I sit up and don’t bother wiping the blood from my busted lip. My eyes never leave Jade as she drops to her knees, with our friends on either side of her. The breath she sucks in sounds painful as if she’s choking on the air, then she lets out an agonizing scream.
It’s the first time I see just how much she’s hurting, and it breaks something inside of me.
Maybe it’s the last hope I had of saving our friendship?
The ground might as well tear open and swallow me in a pit of darkness. The finality of losing Jade is too much to bear.
Kao wraps his arms around Jade, and presses her face against his chest, trying his best to console her. His gaze meets mine, and the worry he feels for us makes his blue eyes look like stormy waters.
Noah comes over to me and hands me a piece of toilet paper he must’ve gotten while I was focused on Jade. I wipe the blood from my mouth and slowly climb to my feet.
“I’m sorry, Jade,” I say for the millionth time.
She’s the only person I’ve apologized to in my life.
“I wish I could say I’d do things differently if I had the chance, but there’s still no way I’d let you lose your virginity in a guest room at the age of sixteen. You deserved better than that. And you were way too young,” I finally get to say the words, standing up for my actions of that fateful night.
Jade shoots forward like a bullet and stops an inch from me. I take in her tearstained cheeks and the broken look in her eyes. “Fuck you, Hunter.” She closes the distance between us until I can feel her warm breath on my neck. “Fuck. You.”
After twenty months of frustration and with my heart cracked wide fucking open in my chest, I lose my calm and shout, “What the fuck do you want me to say?”

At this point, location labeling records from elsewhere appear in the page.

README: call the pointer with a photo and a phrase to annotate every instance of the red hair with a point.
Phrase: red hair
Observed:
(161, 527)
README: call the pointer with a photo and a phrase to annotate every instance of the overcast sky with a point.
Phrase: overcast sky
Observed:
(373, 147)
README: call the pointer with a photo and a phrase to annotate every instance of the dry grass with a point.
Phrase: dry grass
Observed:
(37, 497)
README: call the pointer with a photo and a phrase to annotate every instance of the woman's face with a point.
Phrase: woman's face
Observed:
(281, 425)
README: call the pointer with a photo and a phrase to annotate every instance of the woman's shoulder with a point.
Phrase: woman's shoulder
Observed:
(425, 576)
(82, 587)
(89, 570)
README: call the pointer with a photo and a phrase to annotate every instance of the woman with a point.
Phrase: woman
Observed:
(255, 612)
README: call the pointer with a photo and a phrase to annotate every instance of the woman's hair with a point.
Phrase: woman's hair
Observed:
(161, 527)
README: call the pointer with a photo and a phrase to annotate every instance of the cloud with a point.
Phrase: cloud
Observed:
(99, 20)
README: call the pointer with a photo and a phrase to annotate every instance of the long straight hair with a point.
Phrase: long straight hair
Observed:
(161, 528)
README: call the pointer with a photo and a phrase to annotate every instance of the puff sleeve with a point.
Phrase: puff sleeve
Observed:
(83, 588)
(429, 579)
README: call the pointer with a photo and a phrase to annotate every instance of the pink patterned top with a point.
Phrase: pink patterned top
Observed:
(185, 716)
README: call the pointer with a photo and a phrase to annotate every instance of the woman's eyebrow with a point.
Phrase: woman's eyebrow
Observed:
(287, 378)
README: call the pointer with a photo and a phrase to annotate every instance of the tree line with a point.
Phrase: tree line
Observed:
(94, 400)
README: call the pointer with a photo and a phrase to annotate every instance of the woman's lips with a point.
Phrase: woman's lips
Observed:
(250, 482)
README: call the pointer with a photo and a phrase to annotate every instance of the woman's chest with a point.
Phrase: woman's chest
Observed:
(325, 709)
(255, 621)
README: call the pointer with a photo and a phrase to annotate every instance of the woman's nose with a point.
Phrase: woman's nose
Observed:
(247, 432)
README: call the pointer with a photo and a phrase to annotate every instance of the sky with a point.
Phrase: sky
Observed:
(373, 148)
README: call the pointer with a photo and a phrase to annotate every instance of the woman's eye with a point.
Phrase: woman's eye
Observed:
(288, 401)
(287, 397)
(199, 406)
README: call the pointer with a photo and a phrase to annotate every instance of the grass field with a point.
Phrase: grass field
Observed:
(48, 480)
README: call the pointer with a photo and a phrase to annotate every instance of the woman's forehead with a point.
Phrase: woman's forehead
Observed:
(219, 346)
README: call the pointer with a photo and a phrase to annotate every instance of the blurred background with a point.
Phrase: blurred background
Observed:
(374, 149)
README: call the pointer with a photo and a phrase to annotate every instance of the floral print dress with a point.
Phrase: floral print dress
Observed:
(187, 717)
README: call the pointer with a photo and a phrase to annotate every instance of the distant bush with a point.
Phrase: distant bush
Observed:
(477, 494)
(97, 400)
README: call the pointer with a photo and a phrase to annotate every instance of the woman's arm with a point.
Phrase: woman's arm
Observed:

“The truth!” she yells. “What did you do to Brady when you took him home?”
I suck in a deep breath and take a step backward to put some space between us. Struggling to regain my self-control, I growl, “Nothing. I dropped Brady off at home and left.”
“Liar,” she hisses, and then her face crumbles as she cries, “You’re a fucking liar.”

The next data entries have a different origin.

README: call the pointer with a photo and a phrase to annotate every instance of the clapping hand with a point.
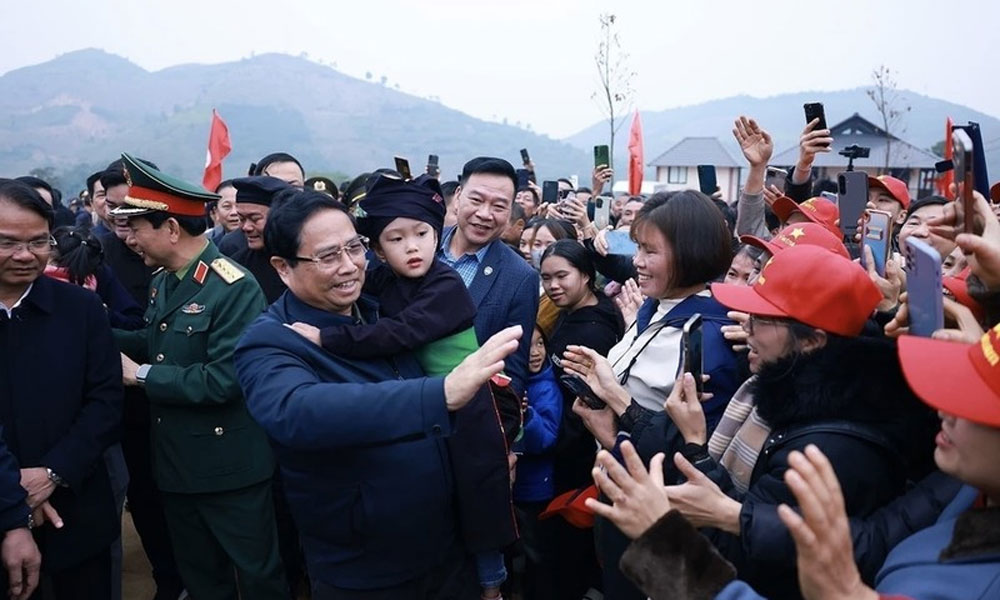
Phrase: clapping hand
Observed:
(637, 496)
(824, 552)
(629, 301)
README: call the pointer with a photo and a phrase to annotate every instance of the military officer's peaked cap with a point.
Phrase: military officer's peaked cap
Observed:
(150, 190)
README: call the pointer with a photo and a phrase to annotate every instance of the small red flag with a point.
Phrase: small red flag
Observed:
(635, 162)
(947, 178)
(218, 148)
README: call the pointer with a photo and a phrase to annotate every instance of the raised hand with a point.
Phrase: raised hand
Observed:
(596, 371)
(637, 496)
(685, 410)
(756, 143)
(629, 301)
(824, 552)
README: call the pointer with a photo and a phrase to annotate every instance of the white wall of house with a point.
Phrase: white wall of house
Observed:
(672, 179)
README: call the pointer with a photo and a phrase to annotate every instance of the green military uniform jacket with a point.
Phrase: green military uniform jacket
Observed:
(203, 438)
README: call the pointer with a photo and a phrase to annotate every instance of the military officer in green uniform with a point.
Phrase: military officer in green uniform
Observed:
(211, 461)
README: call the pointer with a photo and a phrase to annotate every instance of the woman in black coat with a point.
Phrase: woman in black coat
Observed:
(816, 382)
(587, 317)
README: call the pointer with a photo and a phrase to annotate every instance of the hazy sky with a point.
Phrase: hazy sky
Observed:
(533, 61)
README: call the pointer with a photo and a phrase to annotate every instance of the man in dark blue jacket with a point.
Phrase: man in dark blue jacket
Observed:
(58, 417)
(502, 284)
(359, 442)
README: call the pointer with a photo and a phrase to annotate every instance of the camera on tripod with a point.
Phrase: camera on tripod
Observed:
(854, 151)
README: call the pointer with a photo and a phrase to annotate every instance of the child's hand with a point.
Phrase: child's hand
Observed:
(307, 331)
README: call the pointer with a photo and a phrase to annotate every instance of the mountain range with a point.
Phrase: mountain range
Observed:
(72, 115)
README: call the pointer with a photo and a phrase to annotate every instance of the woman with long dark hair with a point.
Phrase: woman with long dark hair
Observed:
(79, 259)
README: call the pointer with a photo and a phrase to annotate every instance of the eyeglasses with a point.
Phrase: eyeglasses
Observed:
(354, 249)
(754, 320)
(38, 246)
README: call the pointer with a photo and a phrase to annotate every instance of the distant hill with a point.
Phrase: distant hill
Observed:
(783, 118)
(77, 112)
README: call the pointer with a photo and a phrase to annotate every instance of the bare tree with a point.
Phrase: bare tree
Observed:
(891, 106)
(615, 94)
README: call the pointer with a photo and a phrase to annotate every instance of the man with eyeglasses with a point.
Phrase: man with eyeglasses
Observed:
(253, 201)
(211, 461)
(360, 442)
(57, 422)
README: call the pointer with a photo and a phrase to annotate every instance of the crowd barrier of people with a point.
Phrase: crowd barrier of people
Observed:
(501, 387)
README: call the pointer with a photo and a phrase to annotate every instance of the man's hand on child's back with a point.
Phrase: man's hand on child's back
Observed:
(306, 330)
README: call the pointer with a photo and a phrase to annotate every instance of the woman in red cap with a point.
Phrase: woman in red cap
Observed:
(815, 382)
(956, 558)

Jade storms out of my room, and soon after, the slam of her bedroom door echoes through the suite.
Feeling emotional and fucking exhausted, I sink down on the edge of my bed.
Breathe, Hunter.
Just breathe.
It feels like a tornado swept through me. Fuck, things are worse than I thought. The fact that Jade really thinks I played a part in Brady’s suicide sinks in like a ton of bricks.

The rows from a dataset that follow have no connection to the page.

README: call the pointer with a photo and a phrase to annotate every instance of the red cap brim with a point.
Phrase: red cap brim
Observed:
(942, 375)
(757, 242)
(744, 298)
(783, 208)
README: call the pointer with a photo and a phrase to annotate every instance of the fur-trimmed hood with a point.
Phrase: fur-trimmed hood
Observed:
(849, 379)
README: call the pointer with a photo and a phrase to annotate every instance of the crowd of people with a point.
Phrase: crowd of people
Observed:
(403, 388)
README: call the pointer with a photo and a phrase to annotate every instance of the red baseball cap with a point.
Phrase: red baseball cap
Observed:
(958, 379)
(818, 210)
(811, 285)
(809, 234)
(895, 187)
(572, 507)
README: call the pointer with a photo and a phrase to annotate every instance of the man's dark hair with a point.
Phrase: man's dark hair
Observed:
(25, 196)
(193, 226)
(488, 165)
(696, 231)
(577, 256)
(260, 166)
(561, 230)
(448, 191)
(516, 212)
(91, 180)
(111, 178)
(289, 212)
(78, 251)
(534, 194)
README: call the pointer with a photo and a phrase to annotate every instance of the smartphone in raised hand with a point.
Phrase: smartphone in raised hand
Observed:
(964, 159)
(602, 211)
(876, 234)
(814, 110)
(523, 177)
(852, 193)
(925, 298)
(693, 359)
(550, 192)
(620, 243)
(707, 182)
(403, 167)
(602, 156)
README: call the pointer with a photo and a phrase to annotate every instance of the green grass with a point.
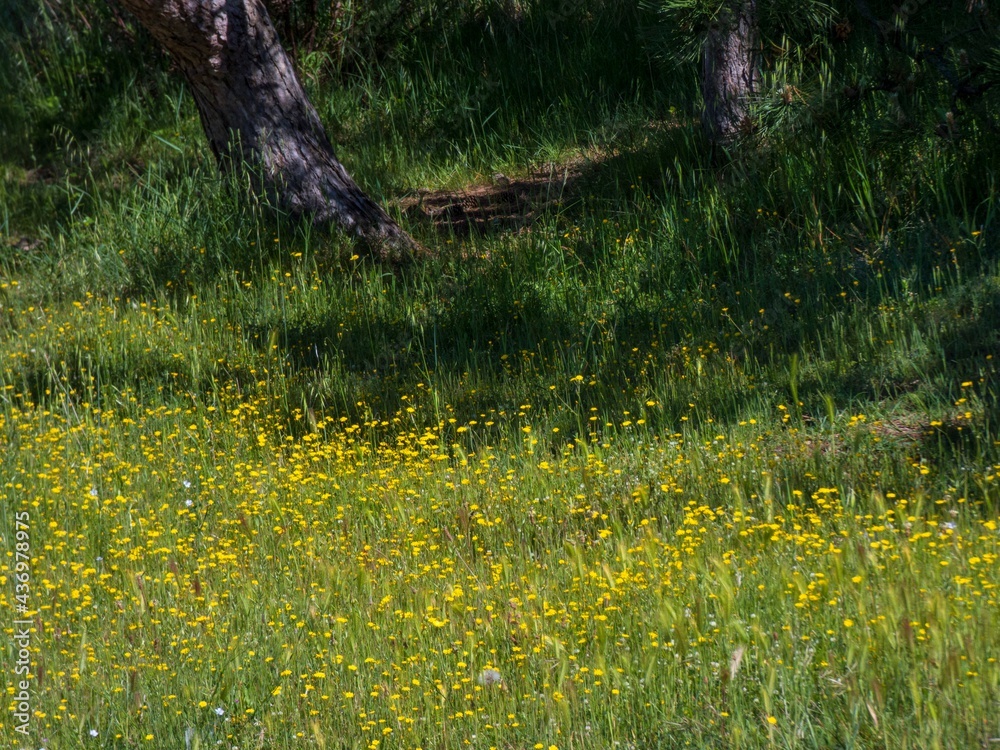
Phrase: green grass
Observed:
(706, 456)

Hana presses something cold to the cut on my bottom lip. “I’m okay,” I mutter.
“I know,” she whispers.
Jase, who I thought was missing in action, sits down next to me. Placing his arm around my shoulders, he doesn’t say anything. Maybe it’s because there are no words for this fucked up situation.
Fallon squeezes my hand before she walks away and slips inside Jade’s room with Mila right behind her.
“You should go too,” I tell Hana, not wanting her friendship with Jade to be affected by our war.
Hana nods and gets up. “Keep the frozen peas against your lip.” I take hold of it as Hana leans down, pressing a kiss to my forehead before she leaves.
After a couple of seconds, I drop the peas on the floor.
“Damn,” Jase whispers.
“Yeah,” I agree.
Noah brings me a tumbler with whiskey, and it makes my lips twitch, but the impending pain has me swallowing my grateful smile. “Thanks.”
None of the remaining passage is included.